Pendant que Votre Majesté se promenait en Hollande dans un incognito qui a bien dû l'amuser, mais que les gens qui ne connaissent pas tout ce que V. M. peut faire n'imaginent jamais pouvoir marcher avec la royauté, j'étais à Liége, où j'ai consulté les plus habiles médecins sur mon état et sur l'effet que je pouvais attendre des eaux de Spa. Ils m'ont annoncé que je ne pouvais en faire usage qu'après deux mois ou six semaines au moins de remèdes et de régimes préparatoires; qu'il fallait, après, boire de la Sauvenière66-a pendant quatre semaines; et, comme tout cela ne pouvait pas s'accorder avec le temps de mon congé et l'état de mes finances, que d'ailleurs, Sire, grâce aux bontés infinies que vous avez daigné me marquer, la satisfaction et le mouvement que m'a occasionnés ce voyage m'ont donné plus de santé que je n'en ai eu depuis bien longtemps, j'ai pris mon parti de revenir tout doucement ici, puisqu'aussi bien j'avais rempli si délicieusement pour mon cœur l'objet principal de ma course.

Je m'empresse, Sire, de me mettre de nouveau aux pieds de V. M., et de lui faire les plus respectueux et, s'il m'est permis de le dire, les plus tendres remercîments de la manière dont elle a bien voulu me recevoir. Quelle récompense, Sire, pour un dévouement aussi vrai et aussi sincère que celui que j'ai voué à V. M., et dont j'ose la supplier de voir toujours avec une égale bonté et les aveux, et les hommages!

J'ai tout lieu d'espérer que la nouvelle démarche que M. le baron de Knyphausen fera en ma faveur et suivant vos ordres, Sire, auprès de M. de Séchelles produira le plus heureux succès, et je pro<67>teste encore à V. M. que je ne désire de fortune que pour pouvoir être en état d'aller de temps en temps lui montrer l'objet de ses bienfaits et prendre à ses pieds de nouveaux motifs de l'aimer et de l'admirer. V. M. a bien voulu me le permettre et me le promettre en me congédiant à Wésel, et je la conjure de ne jamais rappeler de cette grâce.

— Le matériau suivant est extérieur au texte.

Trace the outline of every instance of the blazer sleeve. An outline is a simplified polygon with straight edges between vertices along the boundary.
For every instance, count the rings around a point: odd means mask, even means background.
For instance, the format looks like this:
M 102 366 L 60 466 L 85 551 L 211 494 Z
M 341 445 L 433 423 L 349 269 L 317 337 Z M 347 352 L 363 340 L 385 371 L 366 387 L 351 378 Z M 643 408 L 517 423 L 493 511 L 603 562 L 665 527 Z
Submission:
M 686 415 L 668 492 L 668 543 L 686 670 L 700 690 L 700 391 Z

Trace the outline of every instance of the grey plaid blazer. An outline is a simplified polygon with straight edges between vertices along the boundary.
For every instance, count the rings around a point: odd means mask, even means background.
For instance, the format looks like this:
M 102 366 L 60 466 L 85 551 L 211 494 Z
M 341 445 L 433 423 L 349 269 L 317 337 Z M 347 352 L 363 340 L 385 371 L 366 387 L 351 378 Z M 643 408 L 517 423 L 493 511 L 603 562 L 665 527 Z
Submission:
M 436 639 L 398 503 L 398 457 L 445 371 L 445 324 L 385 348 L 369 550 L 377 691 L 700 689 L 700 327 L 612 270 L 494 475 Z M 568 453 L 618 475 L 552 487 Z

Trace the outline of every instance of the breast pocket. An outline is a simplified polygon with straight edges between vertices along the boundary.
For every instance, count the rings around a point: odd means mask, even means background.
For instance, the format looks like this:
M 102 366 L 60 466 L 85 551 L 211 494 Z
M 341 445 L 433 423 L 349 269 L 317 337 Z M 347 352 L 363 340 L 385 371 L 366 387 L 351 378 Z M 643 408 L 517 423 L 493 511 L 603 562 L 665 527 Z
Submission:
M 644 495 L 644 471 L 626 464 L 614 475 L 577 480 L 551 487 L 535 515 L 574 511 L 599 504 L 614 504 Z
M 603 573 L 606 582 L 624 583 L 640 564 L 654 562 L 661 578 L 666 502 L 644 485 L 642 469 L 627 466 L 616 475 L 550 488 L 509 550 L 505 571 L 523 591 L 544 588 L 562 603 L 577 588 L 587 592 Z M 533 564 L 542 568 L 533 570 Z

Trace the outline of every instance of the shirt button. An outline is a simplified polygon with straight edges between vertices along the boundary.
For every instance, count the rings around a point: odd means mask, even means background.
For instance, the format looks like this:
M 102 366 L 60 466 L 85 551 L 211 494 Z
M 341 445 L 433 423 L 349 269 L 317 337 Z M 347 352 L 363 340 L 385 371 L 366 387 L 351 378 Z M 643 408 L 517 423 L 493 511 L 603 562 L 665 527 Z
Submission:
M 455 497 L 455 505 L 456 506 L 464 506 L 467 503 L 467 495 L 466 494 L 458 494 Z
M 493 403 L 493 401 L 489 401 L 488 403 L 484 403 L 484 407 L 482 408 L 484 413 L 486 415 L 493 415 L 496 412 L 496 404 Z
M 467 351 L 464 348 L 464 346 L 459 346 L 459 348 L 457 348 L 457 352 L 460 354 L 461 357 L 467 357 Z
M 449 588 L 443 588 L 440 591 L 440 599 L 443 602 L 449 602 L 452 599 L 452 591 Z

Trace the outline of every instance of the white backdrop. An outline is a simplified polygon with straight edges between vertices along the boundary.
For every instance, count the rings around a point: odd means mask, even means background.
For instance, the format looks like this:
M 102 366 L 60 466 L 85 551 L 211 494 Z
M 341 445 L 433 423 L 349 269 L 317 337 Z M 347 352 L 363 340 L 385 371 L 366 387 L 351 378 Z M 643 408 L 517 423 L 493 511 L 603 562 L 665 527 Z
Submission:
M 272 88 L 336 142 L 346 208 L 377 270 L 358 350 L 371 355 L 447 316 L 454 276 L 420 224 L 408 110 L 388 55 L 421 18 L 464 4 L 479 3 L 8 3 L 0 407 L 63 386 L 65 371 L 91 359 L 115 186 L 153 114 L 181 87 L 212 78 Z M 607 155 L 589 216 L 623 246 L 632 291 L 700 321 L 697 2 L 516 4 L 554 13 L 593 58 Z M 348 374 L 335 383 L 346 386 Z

Voilà, Sire, une Épître nouvelle de M. de Voltaire; je souhaiterais bien avoir le mérite de la nouveauté en l'envoyant à V. M. Il y a des choses charmantes, comme dans tout ce qui vient de lui. Il est dans la plus grande inquiétude sur le sort de sa Pucelle, dont il court des copies dans le monde, et qu'il tremble qu'elle ne soit imprimée; j'ai trouvé ici deux lettres de lui à cette occasion. Il me dit, dans une, avoir envoyé à V. M. le fils de Willelme,67-a qu'elle veut avoir pour son copiste, et qu'il lui a payé son voyage; enfin ses lettres sont toutes tendres et toutes bonnes : il croit avoir besoin de moi.

J'ai vu à Liége un cabinet de tableaux où il y en a deux ou trois qui mériteraient de passer dans la galerie de Sans-Souci; j'ai prié qu'on m'en envoyât le catalogue, sans dire l'usage que j'en voulais faire. Je le ferai parvenir à V. M., et, si ces tableaux peuvent lui convenir, j'ai là quelqu'un qui pourra, à la vente, les acheter avec la conduite que M. Mettra met ici dans ces sortes d'affaires.

J'ai déjà agi pour l'autre commission que V. M. a eu la bonté de me donner, et elle peut être assurée qu'elle sera faite le mieux qu'il sera possible, à son entière satisfaction, dont on est véritablement occupé, et aussi à la manière de M. Mettra.

Je suis avec le plus profond respect, etc.


66-a Une des sources de Spa.

67-a Proprement Villaume. Voyez t. XIX, p. 301.